User documentation for HPC resources at University of Manitoba
Since you have found this Website, you may be interested in Grex documentation. Grex is the University of Manitoba's High-Performance Computing system.
For experienced Grex users
Grex had a major, drastic Update on 9th year of its lifetime! The Update strongly affects the ways users interact with it: the OS updated to CentOS7, resource management software changed from Torque/Moab to SLURM, and communication libraries switched from MLNX OFED to RDMA-Core and UCX.
Thus, if you are a user experienced in the previous “version” of Grex, you might benefit from reading this dociment: Description of Grex changes.
For new Grex users
If you are a new Grex user, proceed to the quick start guide.
A Very Quick Start guide
- Create an account on CCDB. You will need and institutional Email address. If you are a sponsored user, you'd want to ask your PI for his CCRI code.
- After the CCDB account is approved, login to CCDB and apply for Westgrid Consortium account.
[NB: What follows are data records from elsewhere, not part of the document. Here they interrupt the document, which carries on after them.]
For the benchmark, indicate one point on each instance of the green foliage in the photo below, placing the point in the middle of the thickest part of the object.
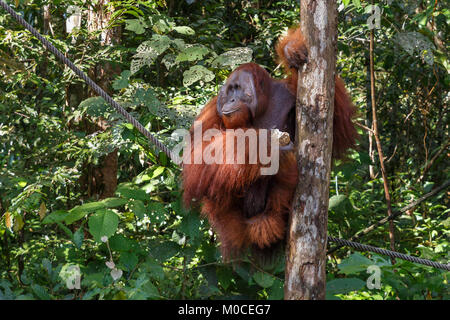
(141, 243)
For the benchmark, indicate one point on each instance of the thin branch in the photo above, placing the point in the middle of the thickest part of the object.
(378, 143)
(430, 163)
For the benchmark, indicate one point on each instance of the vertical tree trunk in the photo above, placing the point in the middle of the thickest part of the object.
(307, 237)
(378, 142)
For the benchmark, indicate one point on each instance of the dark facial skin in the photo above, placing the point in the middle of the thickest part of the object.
(237, 98)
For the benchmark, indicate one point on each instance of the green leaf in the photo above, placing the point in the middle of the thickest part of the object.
(40, 292)
(122, 81)
(190, 225)
(184, 30)
(114, 202)
(276, 291)
(56, 216)
(233, 58)
(156, 212)
(354, 264)
(193, 53)
(135, 25)
(138, 208)
(224, 276)
(80, 212)
(158, 171)
(78, 237)
(95, 106)
(130, 193)
(103, 223)
(197, 73)
(129, 260)
(263, 279)
(345, 285)
(163, 250)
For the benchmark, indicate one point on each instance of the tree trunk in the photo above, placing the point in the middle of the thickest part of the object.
(307, 237)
Follow directions on portal.westgrid.ca to create Grex account.
- Wait for half a day. Install an SSH client, and SFTP client for your operating system.
- Connect to grex.westgrid.ca with SSH using your username/password from step 2.
- Make a sample job script, call it sleep.job . The job script is a text file that has a special syntax to be recognized by SLURM. You can use the editor nano , or any other right on Grex SSH prompt (vim, emacs, pico, …); you can also create the script file on your machine and upload to Grex using your SFTP client.
#!/bin/bash #SBATCH --ntasks=1 --cpus-per-task=1 #SBATCH --time=00:01 --mem-per-cpu=100mb echo "Hello world! will sleep for 10 seconds" time sleep 10 echo "all done"
- Submit the script using sbatch command, to the compute partition
sbatch --partition=compute sleep.job
- Wait until the job finishes; you can monitor queue's state with the ‘sq’ command. When the job finishes, slurm-NNNN.out should be in the job directory.
- Download the output slurm-NNNN.out from grex.westgrid.ca to your local machine using your SFTP client.
- Congratulations, you have just ran your fist HPC-style batch job. This is the general workflow, more or less; you'd just want to substitute the sleep command to something useful, like your-code.x your-input.dat .